House Bill 2531 would protect Oregonians from the unnecessary threat of mercury exposure from breakages of mercury-containing fluorescent lamps while also saving consumers money on utility bills. It also serves as a climate protection initiative, accelerating the transition to a low-carbon economy through increased use of energy-efficient LED lighting solutions.

LED light bulbs, which are twice as energy efficient as fluorescent bulbs, are expected to gradually take over, resulting in Oregon residents and businesses saving $49 million annually in electricity bill savings by 2030 if the bill is signed.

Legislators and advocates celebrated the passage of this bill and released the following statements:

“Passage of HB 2531 will help Oregon in our fight against climate change,” stated Representative Pam Marsh (HD 5), who managed the bill in her House Climate, Energy and Environment committee. “By 2050, the bill will prevent the release of 516,000 metric tons of carbon dioxide – the equivalent of 111,000 gasoline-powered passenger vehicles driven for one year.” 

“We no longer have to make the trade-off of efficient lighting versus an environmental hazard,” said Senator Janeen Sollman (SD-15), who carried the bill on the Senate floor. “House Bill 2531 phases out the use of fluorescent lamps as we now have better options to choose from, with newer LED light bulb technology that is even more efficient, has even longer lifespans and without dangerous mercury.”

“With other states adopting similar legislation to phase out fluorescent light bulbs, it makes sense for Oregon to do the same,” noted Jeff Bissonnette, with the NW Energy Coalition. “Some say the market will make the transition to LED bulbs on its own.
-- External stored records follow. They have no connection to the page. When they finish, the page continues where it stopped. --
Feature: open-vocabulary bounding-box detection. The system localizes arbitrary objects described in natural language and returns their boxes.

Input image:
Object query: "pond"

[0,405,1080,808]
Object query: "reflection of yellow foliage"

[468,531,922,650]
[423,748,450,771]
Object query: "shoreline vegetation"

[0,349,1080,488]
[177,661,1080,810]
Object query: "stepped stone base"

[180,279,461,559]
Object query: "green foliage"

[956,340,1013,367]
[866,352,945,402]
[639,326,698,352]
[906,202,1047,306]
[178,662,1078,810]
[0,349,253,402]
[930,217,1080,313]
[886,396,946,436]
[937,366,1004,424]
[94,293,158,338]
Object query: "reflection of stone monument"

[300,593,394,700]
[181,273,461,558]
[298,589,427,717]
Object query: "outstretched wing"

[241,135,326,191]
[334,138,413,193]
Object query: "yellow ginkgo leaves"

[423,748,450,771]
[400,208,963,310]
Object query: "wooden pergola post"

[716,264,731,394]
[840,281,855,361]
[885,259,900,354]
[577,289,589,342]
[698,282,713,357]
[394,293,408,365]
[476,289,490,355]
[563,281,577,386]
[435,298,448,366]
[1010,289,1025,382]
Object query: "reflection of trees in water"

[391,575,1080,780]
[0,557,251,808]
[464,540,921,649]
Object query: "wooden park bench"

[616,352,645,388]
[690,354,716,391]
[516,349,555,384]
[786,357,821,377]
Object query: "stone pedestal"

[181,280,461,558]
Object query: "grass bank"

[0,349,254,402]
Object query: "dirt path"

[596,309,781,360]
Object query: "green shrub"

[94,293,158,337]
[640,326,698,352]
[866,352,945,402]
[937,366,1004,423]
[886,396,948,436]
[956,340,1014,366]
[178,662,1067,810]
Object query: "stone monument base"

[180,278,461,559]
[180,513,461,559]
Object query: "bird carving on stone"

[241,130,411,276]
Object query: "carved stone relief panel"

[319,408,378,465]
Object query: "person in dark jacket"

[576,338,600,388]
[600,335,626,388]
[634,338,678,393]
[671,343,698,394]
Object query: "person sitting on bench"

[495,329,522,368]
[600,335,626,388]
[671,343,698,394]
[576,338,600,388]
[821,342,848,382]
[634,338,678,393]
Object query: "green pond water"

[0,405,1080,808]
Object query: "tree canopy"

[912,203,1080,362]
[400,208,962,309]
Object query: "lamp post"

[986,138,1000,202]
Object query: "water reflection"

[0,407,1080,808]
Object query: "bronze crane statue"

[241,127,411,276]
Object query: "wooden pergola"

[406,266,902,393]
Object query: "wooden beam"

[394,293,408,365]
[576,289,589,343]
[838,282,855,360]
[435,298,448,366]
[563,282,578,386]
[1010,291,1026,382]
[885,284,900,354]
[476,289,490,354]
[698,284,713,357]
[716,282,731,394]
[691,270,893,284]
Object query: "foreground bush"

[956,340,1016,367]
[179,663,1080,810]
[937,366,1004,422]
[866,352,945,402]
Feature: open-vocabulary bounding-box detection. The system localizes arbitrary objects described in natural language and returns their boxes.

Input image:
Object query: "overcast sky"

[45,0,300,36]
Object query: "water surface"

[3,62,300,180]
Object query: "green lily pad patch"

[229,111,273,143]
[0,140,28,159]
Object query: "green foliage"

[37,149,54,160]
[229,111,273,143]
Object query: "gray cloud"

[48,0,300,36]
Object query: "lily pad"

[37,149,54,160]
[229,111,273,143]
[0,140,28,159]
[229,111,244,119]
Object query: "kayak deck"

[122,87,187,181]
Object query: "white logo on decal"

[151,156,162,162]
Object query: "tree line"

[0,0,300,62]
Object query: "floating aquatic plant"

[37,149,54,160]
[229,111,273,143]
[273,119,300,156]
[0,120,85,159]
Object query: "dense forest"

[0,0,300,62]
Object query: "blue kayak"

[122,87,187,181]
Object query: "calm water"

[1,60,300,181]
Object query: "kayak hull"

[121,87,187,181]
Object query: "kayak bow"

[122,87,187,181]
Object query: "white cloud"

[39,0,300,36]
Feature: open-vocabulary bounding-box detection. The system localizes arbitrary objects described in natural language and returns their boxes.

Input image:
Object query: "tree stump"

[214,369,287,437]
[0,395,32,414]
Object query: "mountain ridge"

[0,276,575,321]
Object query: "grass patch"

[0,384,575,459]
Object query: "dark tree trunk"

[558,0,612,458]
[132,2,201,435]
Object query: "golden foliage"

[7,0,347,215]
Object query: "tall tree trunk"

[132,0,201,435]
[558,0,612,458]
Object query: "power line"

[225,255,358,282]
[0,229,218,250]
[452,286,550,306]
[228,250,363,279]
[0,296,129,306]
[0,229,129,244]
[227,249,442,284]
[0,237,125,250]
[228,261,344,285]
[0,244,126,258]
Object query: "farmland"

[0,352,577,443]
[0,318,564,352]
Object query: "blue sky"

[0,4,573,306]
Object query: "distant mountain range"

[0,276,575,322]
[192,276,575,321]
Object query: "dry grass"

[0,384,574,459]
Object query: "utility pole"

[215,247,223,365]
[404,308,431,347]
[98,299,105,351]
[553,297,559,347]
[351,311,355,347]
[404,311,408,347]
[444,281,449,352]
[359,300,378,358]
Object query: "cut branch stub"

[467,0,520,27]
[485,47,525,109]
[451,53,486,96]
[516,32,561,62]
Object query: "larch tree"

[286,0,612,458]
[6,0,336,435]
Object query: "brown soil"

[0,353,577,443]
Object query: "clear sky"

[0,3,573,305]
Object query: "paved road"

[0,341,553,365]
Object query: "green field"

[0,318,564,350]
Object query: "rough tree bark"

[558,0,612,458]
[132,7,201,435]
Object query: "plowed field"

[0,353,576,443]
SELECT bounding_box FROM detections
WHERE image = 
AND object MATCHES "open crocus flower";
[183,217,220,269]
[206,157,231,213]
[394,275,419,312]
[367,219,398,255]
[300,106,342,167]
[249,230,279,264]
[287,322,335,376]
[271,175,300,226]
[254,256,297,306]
All we are doing is accelerating the process and delivering value to consumers at the same time.”

“We can save energy and reduce our exposure to toxic mercury,” said Celeste Meiffren-Swango, state director of Environment Oregon. “The bill passed by the legislature today will help protect the health and safety of Oregonians for years to come, and we urge Governor Kotek to sign it.”

“Market analysis has shown LEDs are now widely available and cost effective as replacements for fluorescent light bulbs,” said Brian Fadie, state policy manager with Appliance Standards Awareness Project (ASAP). “Other states like California, Colorado, and Vermont have also begun phasing out common fluorescent light bulbs because they recognize this transition is a win-win. It’s time for Oregon to join them.”